Historic house in Virginia, United States

Centre Hill Museum, also referred to as Centre Hill Mansion, was built by Revolutionary War veteran Robert Bolling IV in 1823. The Bollings were a very prominent family for many generations, being granted a plot of land in present-day Petersburg by the then King of England. Centre Hill was appropriated as Union headquarters during the reconstruction period, serving as a meeting place for Union General George Hartsuff and President Lincoln in April 1865. President Taft also spent time on the property. Its doors were opened as a museum in the 1950s.

==History==
The mansion was built in 1823 by Robert Bolling IV, who had served in the Revolutionary Army. An extensive remodeling was undertaken by Robert Buckner Bolling in the 1840s. It is a two-story, five-bay, transitional Greek Revival style brick dwelling. An east wing was added about 1850. The front facade features a has a flat-roofed five-bay verandah supported by six Greek Ionic order columns.

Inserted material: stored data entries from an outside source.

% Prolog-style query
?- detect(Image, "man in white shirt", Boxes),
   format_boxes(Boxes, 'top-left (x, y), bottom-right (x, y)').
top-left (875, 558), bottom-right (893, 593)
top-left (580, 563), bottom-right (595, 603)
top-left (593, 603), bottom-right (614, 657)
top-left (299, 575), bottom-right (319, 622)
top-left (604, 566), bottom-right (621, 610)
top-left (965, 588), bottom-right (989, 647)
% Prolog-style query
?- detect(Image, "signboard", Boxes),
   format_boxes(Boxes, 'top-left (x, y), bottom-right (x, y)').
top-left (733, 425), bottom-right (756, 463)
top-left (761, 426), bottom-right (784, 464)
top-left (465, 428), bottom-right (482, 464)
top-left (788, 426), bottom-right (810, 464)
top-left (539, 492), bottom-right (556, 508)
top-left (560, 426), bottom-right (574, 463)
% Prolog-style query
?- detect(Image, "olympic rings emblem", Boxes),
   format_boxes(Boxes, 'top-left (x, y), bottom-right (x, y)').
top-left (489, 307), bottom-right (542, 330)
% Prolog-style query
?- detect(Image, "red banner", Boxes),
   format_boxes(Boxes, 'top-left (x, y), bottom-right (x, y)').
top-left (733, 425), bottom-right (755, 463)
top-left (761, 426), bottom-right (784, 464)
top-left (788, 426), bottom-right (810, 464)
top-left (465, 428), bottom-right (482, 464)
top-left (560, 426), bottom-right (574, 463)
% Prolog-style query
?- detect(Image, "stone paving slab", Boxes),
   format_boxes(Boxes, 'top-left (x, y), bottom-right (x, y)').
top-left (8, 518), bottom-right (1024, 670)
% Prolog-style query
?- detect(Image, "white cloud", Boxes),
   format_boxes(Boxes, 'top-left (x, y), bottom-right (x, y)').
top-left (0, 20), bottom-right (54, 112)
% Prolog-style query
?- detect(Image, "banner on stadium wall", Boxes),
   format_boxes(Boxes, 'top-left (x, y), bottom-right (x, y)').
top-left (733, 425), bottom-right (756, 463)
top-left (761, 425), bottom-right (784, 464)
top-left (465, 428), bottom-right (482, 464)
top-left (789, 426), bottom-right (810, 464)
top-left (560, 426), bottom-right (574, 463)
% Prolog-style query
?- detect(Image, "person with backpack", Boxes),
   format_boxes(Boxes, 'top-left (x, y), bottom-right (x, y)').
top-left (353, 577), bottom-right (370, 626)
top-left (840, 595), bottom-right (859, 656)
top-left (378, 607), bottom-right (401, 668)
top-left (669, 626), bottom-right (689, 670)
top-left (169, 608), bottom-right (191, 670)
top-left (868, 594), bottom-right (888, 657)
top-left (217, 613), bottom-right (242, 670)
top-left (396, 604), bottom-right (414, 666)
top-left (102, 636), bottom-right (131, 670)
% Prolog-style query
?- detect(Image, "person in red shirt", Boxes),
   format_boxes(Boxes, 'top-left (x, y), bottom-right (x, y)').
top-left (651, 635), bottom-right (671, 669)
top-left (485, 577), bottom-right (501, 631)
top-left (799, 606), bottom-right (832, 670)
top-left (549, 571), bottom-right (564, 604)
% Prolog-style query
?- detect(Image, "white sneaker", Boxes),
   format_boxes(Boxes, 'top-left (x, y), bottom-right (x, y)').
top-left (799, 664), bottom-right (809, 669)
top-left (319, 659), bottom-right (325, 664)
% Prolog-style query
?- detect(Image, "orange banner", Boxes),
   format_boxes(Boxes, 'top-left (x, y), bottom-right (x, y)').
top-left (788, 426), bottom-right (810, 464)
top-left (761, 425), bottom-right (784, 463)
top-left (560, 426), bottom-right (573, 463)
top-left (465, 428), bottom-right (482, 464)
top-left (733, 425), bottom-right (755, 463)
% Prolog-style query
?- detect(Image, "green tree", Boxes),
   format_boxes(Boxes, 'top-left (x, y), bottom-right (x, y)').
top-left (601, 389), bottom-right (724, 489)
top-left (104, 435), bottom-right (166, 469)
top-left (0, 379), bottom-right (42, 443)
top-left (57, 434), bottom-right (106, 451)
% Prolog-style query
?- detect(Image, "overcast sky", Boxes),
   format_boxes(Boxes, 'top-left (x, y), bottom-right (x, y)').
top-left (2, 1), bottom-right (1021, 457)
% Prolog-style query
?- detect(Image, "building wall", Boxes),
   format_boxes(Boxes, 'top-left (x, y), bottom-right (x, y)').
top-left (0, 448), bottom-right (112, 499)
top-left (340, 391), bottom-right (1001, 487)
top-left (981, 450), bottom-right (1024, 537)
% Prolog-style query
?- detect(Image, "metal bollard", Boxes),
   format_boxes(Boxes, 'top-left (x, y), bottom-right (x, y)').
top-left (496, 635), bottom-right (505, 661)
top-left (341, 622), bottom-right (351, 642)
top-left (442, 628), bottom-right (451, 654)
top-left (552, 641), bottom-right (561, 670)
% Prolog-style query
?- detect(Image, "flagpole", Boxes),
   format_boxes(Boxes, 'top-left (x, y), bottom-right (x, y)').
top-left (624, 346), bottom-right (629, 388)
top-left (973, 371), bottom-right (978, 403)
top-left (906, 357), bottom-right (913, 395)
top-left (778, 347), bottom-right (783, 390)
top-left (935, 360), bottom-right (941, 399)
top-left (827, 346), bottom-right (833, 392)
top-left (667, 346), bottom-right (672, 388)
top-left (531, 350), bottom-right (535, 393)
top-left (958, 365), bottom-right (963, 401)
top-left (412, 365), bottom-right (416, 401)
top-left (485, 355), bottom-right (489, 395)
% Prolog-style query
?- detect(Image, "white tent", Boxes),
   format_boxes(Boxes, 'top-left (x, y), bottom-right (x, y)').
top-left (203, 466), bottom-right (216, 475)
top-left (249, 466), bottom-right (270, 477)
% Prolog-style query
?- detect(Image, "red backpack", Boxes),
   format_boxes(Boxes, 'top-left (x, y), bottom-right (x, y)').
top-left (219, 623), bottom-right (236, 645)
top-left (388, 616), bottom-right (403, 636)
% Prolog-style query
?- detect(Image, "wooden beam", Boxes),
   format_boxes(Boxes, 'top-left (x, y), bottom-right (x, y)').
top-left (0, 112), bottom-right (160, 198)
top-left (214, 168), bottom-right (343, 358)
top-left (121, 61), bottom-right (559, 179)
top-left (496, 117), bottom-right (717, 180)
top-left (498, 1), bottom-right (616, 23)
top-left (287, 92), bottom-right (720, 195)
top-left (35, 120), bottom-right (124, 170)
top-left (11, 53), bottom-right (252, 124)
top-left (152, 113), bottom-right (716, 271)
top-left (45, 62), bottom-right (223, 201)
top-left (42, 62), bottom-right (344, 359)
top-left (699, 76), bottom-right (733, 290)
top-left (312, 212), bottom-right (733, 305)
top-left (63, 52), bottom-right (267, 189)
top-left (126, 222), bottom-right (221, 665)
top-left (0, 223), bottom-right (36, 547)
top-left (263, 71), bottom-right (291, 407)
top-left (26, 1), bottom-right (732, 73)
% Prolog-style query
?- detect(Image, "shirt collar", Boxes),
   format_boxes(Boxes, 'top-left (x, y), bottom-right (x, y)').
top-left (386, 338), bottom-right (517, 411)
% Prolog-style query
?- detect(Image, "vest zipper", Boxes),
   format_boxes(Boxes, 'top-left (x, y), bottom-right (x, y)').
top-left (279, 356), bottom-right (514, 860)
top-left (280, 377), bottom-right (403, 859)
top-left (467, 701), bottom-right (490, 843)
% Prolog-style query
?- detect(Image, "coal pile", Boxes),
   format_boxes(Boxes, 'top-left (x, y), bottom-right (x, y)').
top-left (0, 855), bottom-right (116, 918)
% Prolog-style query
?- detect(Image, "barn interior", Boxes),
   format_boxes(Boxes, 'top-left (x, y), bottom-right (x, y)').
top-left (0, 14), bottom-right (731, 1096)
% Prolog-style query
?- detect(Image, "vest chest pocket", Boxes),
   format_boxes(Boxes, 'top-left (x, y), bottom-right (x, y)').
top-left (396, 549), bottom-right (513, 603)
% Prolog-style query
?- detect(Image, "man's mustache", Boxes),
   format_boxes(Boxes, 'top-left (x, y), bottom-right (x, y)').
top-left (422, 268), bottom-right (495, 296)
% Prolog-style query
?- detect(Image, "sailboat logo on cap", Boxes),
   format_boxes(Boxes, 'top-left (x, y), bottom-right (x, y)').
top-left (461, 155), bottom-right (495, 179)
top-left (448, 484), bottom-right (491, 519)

It was listed on the National Register of Historic Places in 1972. It is located in the Centre Hill Historic District.

Today the house encompasses three American architectural styles. The mansion's South Facade is dominated by a Greek Revival-style porch with ionic columns. Greek Revival architectural ornamentation is a feature of the interior, along with elements of early Federal style and later Colonial Revival style.

The 1840s renovation also included construction of a tunnel from the back of the house to nearby Henry Street. Slaves used the tunnel to carry food in and out of the house.

==Notable events==
President Abraham Lincoln spoke to Union soldiers occupying the mansion during a trip to Petersburg in April 1865. President William Howard Taft was a guest in May 1909.

The mansion was used as a set in the made-for-TV movie Killing Lincoln.

The mansion was also used as the set of the Green family home in the PBS drama Mercy Street (TV series).

==Legends==
Every January 24, the ghosts of American Civil War soldiers are said to march up the stairs at 7:30 p.m. Twenty minutes later, the specters march back down the stairs and leave, slamming the front door behind them.

Neighbors also have reported seeing a Lady in White standing at an upstairs window.

The museum hosts a "Ghost Watch" on January 24 each year.